Curatorial Statement

The Stronger We Become

The higher you build your barriers
The taller I become
The further you take my rights away
The faster I will run
You can deny me, you can decide
To turn your face away
No matter ’cause there’s
Something inside so strong

– Labi Siffre (1987)

The stronger we become is a trialogue about resilience. The artists, Dineo Seshee Bopape, Tracey Rose and Mawande Ka Zenzile, probe the politics of self-determination, situated-ness, political displacement and epistemic violence. Resilience – in our time – has become conspicuously inexorable. Under the weight of our complex histories, being resilient is the capacity and the will to resist.

In the post-1994 era, that will to resist has not been eroded by the politics of reconciliation. To remain resilient – to carry on – means dealing with the repercussions of historical injustice. It is a measure of strength, but it should not hinder us from recognising persistent iniquities. As barriers rise and intransigent provincialism escalates, it is the simple things in everyday life – laughter, conversation and play – that become powerful forms of resistance, future-orientated disobedience, disruptive aesthetics and agonism. It is through these gestures that we can venture into our unknown but shared histories, our hidden epistemes, and the intricacy of our neglected knowledge systems.

In this trialogue, Bopape, Rose and Ka Zenzile interrogate gaps and silences as socially located, political struggles. Entwined in this intimate conversation is a reckoning with the failure, misadventure and deficiency of postcolonial, post-apartheid democracy in the context of the abiding persistence of divisive plutocracies. The trialogue is a call to excavate the truths and fallacies in the fantastic ruins of history. And with what we find, make sense of the present.

The stronger we become leaves behind the ostentation of the consumerist world to understand the discord of contemporary life as a past haunted by its imminent futures. It is a space for raw, unembellished and frank conversation. It is in carving emancipatory spaces that resilience as resistance becomes possible. Within emancipatory spaces, the illusive becomes real and the concealed contradictions surface.

Based on politics of space and time – historical and geographical expansion and compression – the trialogue tackles the perplexing questions about land, displacement, mobility and, intimately tied to this, rights. It takes on this task through engaging with affective politics, of anger, outrage, exhilaration, optimism and disappointment. And by doing this it points directly to the quest of our struggles: dignity. To refuse to be fragile is to connect affect or the politics of sentiment with systemic theft of space and time.

With this exhibition we are acknowledging the climate of cynicism and disillusionment in contemporary life.
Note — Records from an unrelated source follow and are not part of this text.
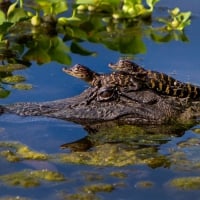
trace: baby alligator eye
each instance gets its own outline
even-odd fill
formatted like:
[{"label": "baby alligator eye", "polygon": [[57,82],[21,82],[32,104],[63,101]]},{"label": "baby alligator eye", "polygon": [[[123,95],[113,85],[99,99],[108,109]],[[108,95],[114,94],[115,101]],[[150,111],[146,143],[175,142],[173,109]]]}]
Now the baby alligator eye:
[{"label": "baby alligator eye", "polygon": [[108,101],[115,96],[116,89],[113,87],[102,87],[97,94],[98,101]]}]

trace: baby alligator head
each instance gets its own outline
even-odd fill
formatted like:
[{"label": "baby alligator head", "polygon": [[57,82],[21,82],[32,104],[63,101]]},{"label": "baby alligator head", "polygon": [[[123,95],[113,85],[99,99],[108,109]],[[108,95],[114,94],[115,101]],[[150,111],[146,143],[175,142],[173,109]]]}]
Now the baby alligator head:
[{"label": "baby alligator head", "polygon": [[146,70],[130,60],[119,60],[117,63],[109,63],[108,66],[116,71],[123,72],[145,72]]},{"label": "baby alligator head", "polygon": [[88,67],[80,65],[80,64],[76,64],[71,68],[64,67],[62,70],[66,74],[69,74],[76,78],[80,78],[89,84],[91,84],[92,81],[96,78],[96,76],[98,76],[98,74],[96,72],[94,72],[91,69],[89,69]]}]

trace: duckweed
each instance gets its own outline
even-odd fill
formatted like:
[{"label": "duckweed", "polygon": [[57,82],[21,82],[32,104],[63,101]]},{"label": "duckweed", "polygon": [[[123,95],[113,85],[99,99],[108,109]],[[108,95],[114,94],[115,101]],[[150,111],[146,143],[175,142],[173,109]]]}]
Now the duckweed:
[{"label": "duckweed", "polygon": [[31,84],[27,84],[27,83],[17,83],[13,85],[12,87],[18,90],[31,90],[33,88]]},{"label": "duckweed", "polygon": [[23,170],[20,172],[0,176],[0,180],[6,185],[20,187],[36,187],[41,181],[64,181],[62,174],[49,170]]},{"label": "duckweed", "polygon": [[0,200],[30,200],[29,198],[26,197],[20,197],[20,196],[5,196],[5,197],[0,197]]},{"label": "duckweed", "polygon": [[64,196],[64,199],[68,200],[100,200],[94,194],[78,193],[78,194],[68,194]]},{"label": "duckweed", "polygon": [[19,142],[0,142],[0,156],[9,162],[17,162],[23,159],[47,160],[48,155],[31,150],[28,146]]},{"label": "duckweed", "polygon": [[0,72],[12,72],[15,70],[26,69],[27,67],[22,64],[7,64],[0,66]]},{"label": "duckweed", "polygon": [[113,184],[98,183],[83,187],[83,191],[87,193],[97,193],[97,192],[112,192],[115,189]]},{"label": "duckweed", "polygon": [[181,190],[200,190],[200,177],[181,177],[170,181],[170,185]]},{"label": "duckweed", "polygon": [[152,188],[154,186],[154,183],[152,181],[139,181],[135,184],[136,188]]},{"label": "duckweed", "polygon": [[20,75],[7,76],[7,77],[1,79],[2,82],[9,83],[9,84],[19,83],[19,82],[23,82],[25,80],[26,79]]},{"label": "duckweed", "polygon": [[116,178],[126,178],[128,176],[125,172],[121,172],[121,171],[111,172],[110,175]]}]

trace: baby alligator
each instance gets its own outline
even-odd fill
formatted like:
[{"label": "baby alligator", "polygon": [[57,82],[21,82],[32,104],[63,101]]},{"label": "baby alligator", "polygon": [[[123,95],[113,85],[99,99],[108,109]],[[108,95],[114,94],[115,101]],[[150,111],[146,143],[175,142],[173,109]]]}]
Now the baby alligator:
[{"label": "baby alligator", "polygon": [[200,87],[183,83],[164,73],[146,70],[129,60],[119,60],[116,64],[110,63],[109,67],[133,75],[135,78],[146,82],[149,88],[162,94],[192,99],[200,97]]},{"label": "baby alligator", "polygon": [[[91,86],[97,88],[98,101],[107,101],[113,98],[124,95],[124,92],[136,91],[146,88],[141,80],[135,79],[132,75],[126,72],[113,72],[111,74],[98,74],[86,66],[76,64],[71,68],[63,68],[63,71],[76,78],[80,78]],[[126,95],[124,95],[126,96]],[[93,96],[94,97],[94,96]],[[89,101],[93,99],[89,97]],[[129,98],[128,96],[126,96]],[[134,100],[133,98],[131,98]]]}]

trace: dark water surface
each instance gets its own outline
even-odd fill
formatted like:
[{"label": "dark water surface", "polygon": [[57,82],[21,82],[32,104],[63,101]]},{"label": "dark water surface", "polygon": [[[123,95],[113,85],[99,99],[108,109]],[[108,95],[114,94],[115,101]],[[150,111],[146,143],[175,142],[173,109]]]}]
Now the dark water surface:
[{"label": "dark water surface", "polygon": [[[173,41],[156,44],[145,39],[147,53],[138,55],[136,62],[152,70],[162,71],[181,81],[200,85],[200,1],[199,0],[161,0],[158,7],[178,6],[183,11],[193,12],[192,24],[186,28],[189,42]],[[97,52],[96,57],[82,57],[72,54],[72,65],[81,63],[98,72],[109,72],[109,62],[115,62],[119,53],[106,49],[102,45],[85,43],[85,47]],[[0,104],[18,101],[49,101],[71,97],[82,92],[88,85],[81,80],[67,76],[61,70],[62,65],[49,63],[43,66],[33,64],[25,71],[17,72],[27,77],[34,88],[30,91],[13,90]],[[69,162],[38,161],[21,159],[8,162],[0,157],[0,175],[19,172],[24,169],[48,169],[64,175],[64,181],[41,181],[37,187],[9,186],[0,181],[0,199],[17,197],[27,199],[72,199],[70,194],[81,194],[85,199],[155,199],[186,200],[200,199],[200,134],[195,126],[184,132],[181,137],[169,137],[159,145],[157,151],[170,164],[148,165],[145,163],[118,166],[95,166],[70,164]],[[178,134],[178,133],[177,133]],[[87,135],[80,125],[41,117],[18,117],[3,115],[0,117],[0,140],[20,142],[34,151],[55,155],[69,154],[68,149],[60,149],[63,143],[73,142]],[[180,177],[196,177],[198,180],[186,189],[170,185],[170,181]],[[113,186],[113,189],[101,189],[100,192],[84,187],[94,184]],[[189,184],[189,183],[188,183]],[[78,199],[78,196],[74,196]]]}]

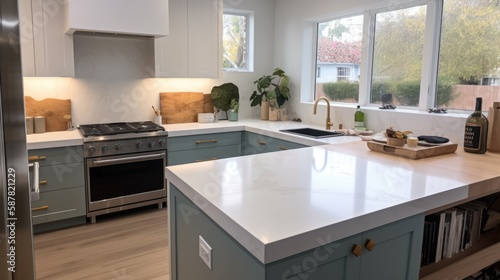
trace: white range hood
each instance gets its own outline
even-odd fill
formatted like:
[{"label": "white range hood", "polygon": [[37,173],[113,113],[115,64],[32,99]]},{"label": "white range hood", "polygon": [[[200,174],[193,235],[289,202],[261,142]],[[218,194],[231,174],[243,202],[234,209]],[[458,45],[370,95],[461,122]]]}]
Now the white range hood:
[{"label": "white range hood", "polygon": [[66,0],[67,34],[76,31],[165,37],[168,0]]}]

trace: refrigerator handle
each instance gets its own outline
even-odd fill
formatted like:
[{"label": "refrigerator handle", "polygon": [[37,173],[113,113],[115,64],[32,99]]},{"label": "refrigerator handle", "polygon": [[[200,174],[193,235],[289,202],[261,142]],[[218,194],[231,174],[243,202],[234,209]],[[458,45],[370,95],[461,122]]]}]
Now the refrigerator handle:
[{"label": "refrigerator handle", "polygon": [[32,162],[28,164],[28,167],[33,168],[33,186],[31,186],[31,200],[35,201],[40,198],[40,164],[38,162]]}]

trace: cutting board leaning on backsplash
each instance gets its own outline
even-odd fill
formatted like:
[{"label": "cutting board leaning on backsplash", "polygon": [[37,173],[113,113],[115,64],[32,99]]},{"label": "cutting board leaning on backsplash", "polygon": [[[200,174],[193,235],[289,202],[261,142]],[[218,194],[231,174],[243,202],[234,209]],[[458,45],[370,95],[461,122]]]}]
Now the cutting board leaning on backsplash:
[{"label": "cutting board leaning on backsplash", "polygon": [[64,131],[68,129],[68,117],[71,118],[71,99],[47,98],[35,100],[24,97],[26,116],[45,117],[45,131]]},{"label": "cutting board leaning on backsplash", "polygon": [[160,92],[162,123],[197,122],[198,113],[213,113],[210,94],[203,92]]}]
We are also acknowledging what it is that makes us tenaciously human, in the context of a dehumanising history.

The stronger we become reflects the disenchantment, disillusionment and scepticism towards the agendas inherent in national and global discourses. But more importantly, it looks towards the subversiveness of often overlooked intimate spaces where we can laugh and be reminded that there remains something inside so strong.